Opinion
Learn to unlearn
Tara Westover’s Educated has important lessons for NepalPramod Mishra
As I was finishing Tara Westover’s 2018 memoir Educated, Prime Minister KP Sharma Oli was responding to a question about education at the World Economic Forum in Davos. Westover’s memoir about her struggle for education takes place in rural Idaho in the United States. When asked to comment on education in Nepal, Mr. Oli managed a one-line response about how the country stood to gain from demographic dividends because its population is young. His comment, which focused on formal and vocational education, intercepted with Dr KC’s most recent fast to reform Nepal’s medical education sector.
Westover’s journey
In her book, Westover recounts her struggle for education in a Mormon family in Idaho. Born in 1986, she grows up in a Mormon family ruled by her fundamentalist father who also suffers from bipolar mental disorder but never goes near a hospital, for he is absolutely opposed to the idea of modern medicine and modern education. Bipolar disorder and Mormon fundamentalism make a deadly mix for the family’s seven children, who were not allowed to attend school nor visit hospitals. All remedies must be home remedies; girl children
must be raised for marriage and procreation and boys for work with their hands. The family patriarch’s anti-government paranoia, combined with his total rejection of modern medicine and education, creates countless conflicts for the children and relatives.
Tara, the youngest of the seven, rebels against her father’s fundamentalism and identifies his mental disorder when she is somehow admitted to a college without any prior formal education and takes a course in psychology. The book records her trajectory from a background with no formal schooling to college in Utah and then, by sheer wide-eyed perseverance and serendipity, a PhD program at the University of Cambridge and a fellowship at Harvard. At the end of the book, Tara, a history PhD, reflects on her first three decades of her life and concludes that her research about the dichotomy between secular tradition of modern education and her family’s Mormonism can be viewed in light of each other. But, she insists, her own secular enlightenment that she attained from her educational experiences at some of the world’s premier institutions cannot reconcile her father and relatives’ religious fundamentalism.
As a result of her education and refusal to submit to her father’s fundamental religious beliefs, she finds herself rejected by the majority of her family.
Yet, her very rejection has become her liberation from suffocating faith and her discovery of a more flexible, truthful wider world.
While reading Westover’s memoir, I was curious to know how a child arrives at knowledge, at motivation, and at the desire for a wider intellectual horizon. Tara is exposed to her father’s frequent sermons, to select verses of the Bible, to the natural beauty of her mountainous surroundings, and to her brother Tyler’s inspiring music but she never sets foot in a formal school. Yet, whatever she is exposed to, she absorbs and reflects upon, eventually finding a place for herself in college. And college is where she, for the first time, encounters formal classrooms and coursework at an accredited institution that challenges both her ignorance and assumptions. She rises to the challenge and educates herself by impressing her professors, landing a Gates fellowship to the University of Cambridge. So, for Westover, it was not just a student nor a vetted institution that produces true education, but a meeting of both. The role of an accredited, vetted institution of higher education and the faculty who work there, themselves vetted and tested, also uphold the standards and widen Westover’s intellectual horizon.
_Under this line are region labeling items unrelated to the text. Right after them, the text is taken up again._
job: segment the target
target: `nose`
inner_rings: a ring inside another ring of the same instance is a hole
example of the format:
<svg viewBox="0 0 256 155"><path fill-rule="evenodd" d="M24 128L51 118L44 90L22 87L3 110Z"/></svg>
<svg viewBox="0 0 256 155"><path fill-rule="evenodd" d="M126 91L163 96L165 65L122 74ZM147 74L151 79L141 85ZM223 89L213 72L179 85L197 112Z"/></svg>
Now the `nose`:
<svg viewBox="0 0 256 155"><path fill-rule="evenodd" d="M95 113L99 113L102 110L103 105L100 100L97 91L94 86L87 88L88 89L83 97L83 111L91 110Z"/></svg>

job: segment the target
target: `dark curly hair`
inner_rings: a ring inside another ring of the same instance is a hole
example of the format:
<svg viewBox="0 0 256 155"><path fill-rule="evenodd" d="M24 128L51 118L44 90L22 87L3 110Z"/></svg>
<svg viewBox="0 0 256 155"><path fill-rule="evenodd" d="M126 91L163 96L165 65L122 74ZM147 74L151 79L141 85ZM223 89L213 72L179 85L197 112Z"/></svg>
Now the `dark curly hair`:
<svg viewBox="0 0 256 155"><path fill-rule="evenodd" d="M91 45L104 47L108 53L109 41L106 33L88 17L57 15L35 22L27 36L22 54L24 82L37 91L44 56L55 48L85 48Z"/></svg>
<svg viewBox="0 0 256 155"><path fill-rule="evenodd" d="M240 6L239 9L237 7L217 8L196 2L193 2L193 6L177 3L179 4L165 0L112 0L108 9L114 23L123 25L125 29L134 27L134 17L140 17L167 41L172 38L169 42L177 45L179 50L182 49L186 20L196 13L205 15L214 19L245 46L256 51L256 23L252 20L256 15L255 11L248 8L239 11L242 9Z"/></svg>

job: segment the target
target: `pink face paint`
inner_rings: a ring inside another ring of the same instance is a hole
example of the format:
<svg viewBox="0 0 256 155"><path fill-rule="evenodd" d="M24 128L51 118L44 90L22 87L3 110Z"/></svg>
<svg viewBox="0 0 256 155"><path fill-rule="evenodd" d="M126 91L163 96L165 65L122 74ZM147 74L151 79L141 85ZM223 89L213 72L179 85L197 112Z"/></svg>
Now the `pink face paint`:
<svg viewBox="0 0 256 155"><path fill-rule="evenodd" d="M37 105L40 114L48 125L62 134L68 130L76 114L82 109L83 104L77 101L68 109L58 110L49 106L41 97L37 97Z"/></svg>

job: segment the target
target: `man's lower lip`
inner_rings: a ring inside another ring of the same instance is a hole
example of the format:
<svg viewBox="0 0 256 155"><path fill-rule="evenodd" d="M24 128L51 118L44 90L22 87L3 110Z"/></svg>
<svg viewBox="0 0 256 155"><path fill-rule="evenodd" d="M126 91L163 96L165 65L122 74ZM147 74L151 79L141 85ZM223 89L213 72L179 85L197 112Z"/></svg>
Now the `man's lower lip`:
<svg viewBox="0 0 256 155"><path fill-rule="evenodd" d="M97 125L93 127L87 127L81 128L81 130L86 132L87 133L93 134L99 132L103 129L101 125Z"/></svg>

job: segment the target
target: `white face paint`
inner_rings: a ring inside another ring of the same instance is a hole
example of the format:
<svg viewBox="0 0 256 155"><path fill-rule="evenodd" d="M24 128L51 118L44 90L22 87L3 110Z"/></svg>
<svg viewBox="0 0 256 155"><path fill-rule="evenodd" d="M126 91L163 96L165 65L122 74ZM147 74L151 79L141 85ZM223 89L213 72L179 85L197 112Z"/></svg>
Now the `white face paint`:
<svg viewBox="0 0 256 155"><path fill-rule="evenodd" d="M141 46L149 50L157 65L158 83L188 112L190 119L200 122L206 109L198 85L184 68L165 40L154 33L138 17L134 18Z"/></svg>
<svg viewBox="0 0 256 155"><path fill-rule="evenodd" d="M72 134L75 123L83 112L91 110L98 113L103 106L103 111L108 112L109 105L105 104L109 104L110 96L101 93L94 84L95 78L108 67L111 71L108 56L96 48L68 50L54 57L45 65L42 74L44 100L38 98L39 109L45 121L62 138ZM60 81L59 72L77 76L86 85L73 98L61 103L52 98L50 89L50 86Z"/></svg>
And this broader horizon, where critical thinking helps a young person sort out her life’s and society’s conundrums, is made possible by upholding standards and making college and university accessible to all kinds.
Drawing parallels
In Nepal, new possibilities have opened up with the coming of the republic. With the abolition of monarchy, which was the last institutional vestige of hierarchy based on birth, informal caste hierarchy has become a subject of discussion in the country’s print media. Every so often, one reads pieces recounting caste oppression and opposing it. But how does the country’s education system, specifically the curriculum from elementary level to college and university, create a space for critical thinking about the Hindu social reality called caste? What does Mr. Oli have to say about how Nepal’s youthful demographic considers or reflects on issues as caste or ethnicity? How do the young think about it and conduct daily life once they graduate from college and become educated? Dr. KC’s umpteenth fast is for reform in medical education so that the profiteering mafia doesn’t run (over) medical education in the country and that standards are maintained, lives are saved, and other countries recognise Nepal’s medical graduates. Above all, he hopes to ensure that medical education remains accessible to the hard working talented youth, no matter their economic background.
But what about the mind and soul of this young demographic? Who will educate them and how? The prime minister is right to identify Nepal’s demographic dividend in the young but does he have concrete plans and agendas beyond the clichés of formal and vocational education that he mentioned before moving on to other clichés about Nepal, such as natural resources? Westover prompts readers towards the importance of critical thinking and intentional learning—both inside and outside the classroom. Internalising her message in Nepali governance would lead to more concrete plans for Nepali youth.
- Mishra is the Department Chair of English Studies at Lewis University in the United States.